Learning from Life

January 7 · 0 comments

Before I begin anything, I want to make a confession. First off, I’m not the best mom in the world, though I strive for the best in life for my kids. Second off, I’m not perfect. I struggle with keeping my marbles together and I often times still handle life like a kid: I want things my way or down the road you/we go. Third, I’m still learning about being a wife and being a mom. I don’t have a ton of experience, but I’m learning through others who have been there & done that or just survived it with fresh battle wounds or if you’re lucky like me and have a cousin with a child only a month older than your kid, you get to share & compare current phases.

While staking out my son’s room to make sure he stayed in bed, I started mulling over thoughts about this blog and some comments from friends and Dakota shot through my head. I came across this realization that I’ve made Café du Mom more of a diary of sorts than actually helping people which is what I had originally wanted. Then it hit me. What has this blog turned into and what do I want to accomplish with it? I still want to help people, particularly families stuck in situations similar to mine. How am I helping them if I’m just whining and complaining and sharing my drama all over the internet? I mean you can learn what NOT to do, but I’m not really helping. I’m pretty sure my about page already said all of this, but I think I lost sight of that and I am terribly apologetic and I am fixing it pronto. I’m resolved to helping to the best of my ability. I’m going to look at life as a learning experience and share with you what I come across and some suggestions to get through it in one piece.

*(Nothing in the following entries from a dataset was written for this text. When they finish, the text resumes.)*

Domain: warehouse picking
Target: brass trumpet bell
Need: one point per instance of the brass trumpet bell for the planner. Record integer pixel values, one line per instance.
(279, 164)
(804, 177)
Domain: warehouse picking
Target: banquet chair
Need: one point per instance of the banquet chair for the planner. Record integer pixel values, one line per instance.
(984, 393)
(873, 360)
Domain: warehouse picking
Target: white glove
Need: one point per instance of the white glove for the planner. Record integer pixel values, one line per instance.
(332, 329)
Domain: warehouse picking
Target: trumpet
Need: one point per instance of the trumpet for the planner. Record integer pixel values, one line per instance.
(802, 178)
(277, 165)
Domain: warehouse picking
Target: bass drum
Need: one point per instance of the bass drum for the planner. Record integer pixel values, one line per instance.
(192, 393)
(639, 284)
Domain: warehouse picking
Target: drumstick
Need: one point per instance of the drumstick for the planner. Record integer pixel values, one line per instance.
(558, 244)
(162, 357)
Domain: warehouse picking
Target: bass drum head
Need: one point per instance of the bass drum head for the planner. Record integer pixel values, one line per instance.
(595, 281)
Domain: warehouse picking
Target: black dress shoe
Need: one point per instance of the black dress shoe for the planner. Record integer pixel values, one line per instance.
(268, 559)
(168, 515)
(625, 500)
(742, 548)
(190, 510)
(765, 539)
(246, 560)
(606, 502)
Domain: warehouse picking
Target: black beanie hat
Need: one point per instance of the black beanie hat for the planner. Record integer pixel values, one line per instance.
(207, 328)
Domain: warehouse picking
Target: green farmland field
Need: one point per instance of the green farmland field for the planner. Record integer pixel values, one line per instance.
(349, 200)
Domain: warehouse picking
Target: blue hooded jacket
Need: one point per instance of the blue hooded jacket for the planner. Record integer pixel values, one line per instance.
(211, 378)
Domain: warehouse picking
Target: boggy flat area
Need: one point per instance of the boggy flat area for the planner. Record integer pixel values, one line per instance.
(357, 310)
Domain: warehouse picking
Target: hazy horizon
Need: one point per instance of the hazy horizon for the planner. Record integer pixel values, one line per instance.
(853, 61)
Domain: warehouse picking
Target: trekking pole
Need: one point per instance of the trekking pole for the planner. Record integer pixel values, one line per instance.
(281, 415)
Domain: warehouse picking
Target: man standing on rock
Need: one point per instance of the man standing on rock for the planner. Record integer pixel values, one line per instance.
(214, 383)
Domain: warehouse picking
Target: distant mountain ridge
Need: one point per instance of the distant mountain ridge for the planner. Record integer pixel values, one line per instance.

To prove it to you, I have a very recent experiences to share.

As stated above, I had to stake out Chance’s room. We’ve put him to bed at least 3 times already. We’ve compromised and we did some discipline in the hopes that he would see we were serious. I had Evelyn in her high chair eating muffins when my spidey senses went off. I made my way into the room, left the door open enough so I could use the light from the bathroom to help me see, and settled in. I prefer a meditative position with my legs crossed, hunched over with my head resting on my arms. It’s comfortable and I can close my eyes and focus on every sound around me. I becoming familiar with my breathing, the sounds of Evelyn babbling in the kitchen, the scuffling of his covers. Within 5 minutes I heard movement. Chance went to bed with a train and it was making it’s way to his door in the hands of a very persistent toddler scooting on his hiney. I told myself, he’s only in trouble if he walks out of his room. The train was right at the door. The moment of truth. ::squeak:: The door was open and out he came. “Chance, you know you’re gunna get a spankin’ now right?” I’m not sure I scared him because I couldn’t see his face, but from the sound of his footsteps he was searching for me until I stood up. Then he decided to act like he was getting in my bed to sleep. “Oh, no. Get back in your room and get in bed.” I follow, give him the discipline accordingly, and I tell him I’m going to take the choo-choo next time which reminded me that I told him last time I was going to take his keys. I informed him I was taking them and he had a cow as I set them down out of reach and walked out of his room. He was crying & rather loudly so I walked to our bedroom door and shut it so as to not wake Mr. B sleeping in the next room. As quiet as a mouse I got back into position. He got quiet. It was a bit longer than last time, but sure enough I hear the train which means he’s out of bed. Again, he’s only in trouble if he leaves his room. The train gets louder & then I hold my breath for the moment of truth…. nothing. It quits, so I wait in position. One minute turns into 5 which turns into 10. He’s asleep. I double check by making noise as I stand up and wait for some moment of recognizing I’m in the room. The scurry back to bed, but I don’t hear anything. I open the door to signal my “entrance” and still nothing.

Mission accomplished.

On to putting child number 2 in bed.

I learned from the stake-out that it was a good time to relax and think and do some yoga stretches. Oh, and stake-outs can be worth the time. I know personally when I set my mind on something like winning or something where a reward is short-term I can commit to the long-term. I probably would’ve waited all night for Chance to come out of his room if I thought it was a possibility. Also listening & reacting to your initial instincts pays off. We were gifted with awesome abilities when we carried & birthed our little ones. Why not use them? Warning: don’t make a mind game out of it because if you keep doing it as they grow up it’ll make them paranoid (I’m living proof).

Please note that we did try working with him prior to spanking him. I also let him take a late hour and a half nap. That was my mistake so I was the one choosing to commit to the 1:00am stake-out.

Anyway. What do you do when you toddler won’t stay in bed? Have you ever had to do a stake-out?